According to Potts, by splitting the system into multiple functional areas it allows for much greater operational integrity, more granular system control, and, crucially, a much reduced attack surface.

“Various rules of operation govern the interactions across functional areas and between virtual machines and these ensure that the system functions in very specific ways, as defined by the specific use case.

“Developers can use as much or as little of it to solve their problems,” he explained.

The components of D4 Secure comprise of modularity, security, value added modules and scalability.

Modularity provides multiple levels of containerisation that serve to isolate applications and components while enabling plug and play virtual machines and components, faster system development and software reuse. This approach makes it possible to securely run legacy software together with updates and third-party software, according to Potts.

In terms of security it provides storage encryption technologies and device policies that ensure defence-grade embedded security.

Additional layers of security can be added to D4 Secure to provide the highest degree of assurance that the device and data is protected, including: Full Disk Encryption (FDE) and a Nested VPN i.e. a second VPN to the operating system, to run a truly ‘nested’ VPN solution on the device, which provides double Data in Transit (DIT) protection.

Finally, D4 Secure provides scalability and the ability to concurrently run software with vastly different Operating System (OS) and platform requirements as well as run a common set of software over a variety of different hardware devices.

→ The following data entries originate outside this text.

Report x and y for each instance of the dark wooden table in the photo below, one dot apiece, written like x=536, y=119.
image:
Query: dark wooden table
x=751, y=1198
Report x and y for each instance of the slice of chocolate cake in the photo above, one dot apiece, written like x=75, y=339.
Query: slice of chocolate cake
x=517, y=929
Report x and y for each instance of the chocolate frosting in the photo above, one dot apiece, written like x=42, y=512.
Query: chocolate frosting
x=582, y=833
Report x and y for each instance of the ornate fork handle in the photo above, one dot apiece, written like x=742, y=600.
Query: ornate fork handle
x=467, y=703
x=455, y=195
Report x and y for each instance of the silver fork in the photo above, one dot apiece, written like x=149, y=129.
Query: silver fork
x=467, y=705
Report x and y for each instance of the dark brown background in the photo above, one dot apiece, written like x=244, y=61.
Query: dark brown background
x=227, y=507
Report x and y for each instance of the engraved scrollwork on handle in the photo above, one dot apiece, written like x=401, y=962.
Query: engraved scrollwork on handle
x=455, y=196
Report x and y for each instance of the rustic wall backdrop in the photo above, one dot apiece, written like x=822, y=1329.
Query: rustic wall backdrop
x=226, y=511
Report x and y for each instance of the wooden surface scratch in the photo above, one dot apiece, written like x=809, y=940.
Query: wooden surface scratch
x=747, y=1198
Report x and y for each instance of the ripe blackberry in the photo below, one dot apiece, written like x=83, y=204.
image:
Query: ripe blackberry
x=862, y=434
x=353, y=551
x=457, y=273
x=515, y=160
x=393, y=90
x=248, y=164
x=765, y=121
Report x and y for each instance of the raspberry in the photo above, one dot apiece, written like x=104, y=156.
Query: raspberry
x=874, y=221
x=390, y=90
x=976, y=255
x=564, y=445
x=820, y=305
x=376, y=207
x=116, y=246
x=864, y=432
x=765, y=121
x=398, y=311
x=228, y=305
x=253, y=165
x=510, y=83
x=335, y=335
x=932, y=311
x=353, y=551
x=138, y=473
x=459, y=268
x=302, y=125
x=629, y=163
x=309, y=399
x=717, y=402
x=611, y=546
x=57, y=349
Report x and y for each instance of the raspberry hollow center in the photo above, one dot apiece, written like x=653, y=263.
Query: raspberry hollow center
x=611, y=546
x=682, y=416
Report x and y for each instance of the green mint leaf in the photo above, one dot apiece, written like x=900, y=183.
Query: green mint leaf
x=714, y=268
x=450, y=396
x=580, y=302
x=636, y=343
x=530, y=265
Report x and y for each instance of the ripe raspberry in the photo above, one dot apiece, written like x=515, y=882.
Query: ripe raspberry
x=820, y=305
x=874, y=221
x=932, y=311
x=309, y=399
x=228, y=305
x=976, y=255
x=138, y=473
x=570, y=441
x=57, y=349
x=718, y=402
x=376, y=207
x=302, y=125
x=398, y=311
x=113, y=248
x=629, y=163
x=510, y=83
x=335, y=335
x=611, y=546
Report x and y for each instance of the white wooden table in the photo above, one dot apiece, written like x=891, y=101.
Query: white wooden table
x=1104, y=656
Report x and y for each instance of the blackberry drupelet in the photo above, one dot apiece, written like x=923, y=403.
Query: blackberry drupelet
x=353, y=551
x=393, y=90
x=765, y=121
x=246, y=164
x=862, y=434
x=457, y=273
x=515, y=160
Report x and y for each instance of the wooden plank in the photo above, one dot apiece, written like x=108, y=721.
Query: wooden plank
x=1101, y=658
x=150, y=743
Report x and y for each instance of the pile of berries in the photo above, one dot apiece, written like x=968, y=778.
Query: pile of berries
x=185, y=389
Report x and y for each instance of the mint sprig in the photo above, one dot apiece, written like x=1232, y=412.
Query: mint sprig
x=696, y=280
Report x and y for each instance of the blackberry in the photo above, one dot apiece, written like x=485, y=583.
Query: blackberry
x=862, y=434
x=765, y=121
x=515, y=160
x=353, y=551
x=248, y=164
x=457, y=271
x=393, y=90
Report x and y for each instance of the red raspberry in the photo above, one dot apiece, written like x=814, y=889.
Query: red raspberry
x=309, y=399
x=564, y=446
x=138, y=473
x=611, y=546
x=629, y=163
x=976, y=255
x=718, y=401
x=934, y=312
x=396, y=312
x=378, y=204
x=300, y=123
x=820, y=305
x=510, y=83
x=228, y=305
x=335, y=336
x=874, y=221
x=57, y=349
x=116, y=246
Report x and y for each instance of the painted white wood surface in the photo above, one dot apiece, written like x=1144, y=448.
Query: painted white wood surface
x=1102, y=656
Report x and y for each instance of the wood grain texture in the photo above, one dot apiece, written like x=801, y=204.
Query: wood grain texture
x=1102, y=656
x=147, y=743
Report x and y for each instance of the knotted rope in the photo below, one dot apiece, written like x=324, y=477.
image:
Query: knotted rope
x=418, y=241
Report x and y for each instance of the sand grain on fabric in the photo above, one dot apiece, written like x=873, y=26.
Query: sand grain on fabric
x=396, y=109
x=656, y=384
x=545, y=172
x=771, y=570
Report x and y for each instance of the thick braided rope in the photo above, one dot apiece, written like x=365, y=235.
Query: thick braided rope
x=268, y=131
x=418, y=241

“This speeds up development by eliminating the need to refactor or rewrite old code and also easily supports new hardware,” according to Potts.

Cog Systems is now engaging with some of the world’s leading companies including Qualcomm and Arm.

“Our aim is to secure the edge and allow people to innovate using our high performance virtualisation capabilities. We’ve just partnered with Qualcomm and will be embedding our software into their Snapdragon chips – what we provide device makers with is a very high level of security, that doesn’t impact the device’s performance due to the use of our modular approach,” explained Potts, who concluded: “No matter what type of business you are, our approach enables you to very quickly get away from security and get back to focusing on what you, as a company, do best which is innovate and bring products to market.”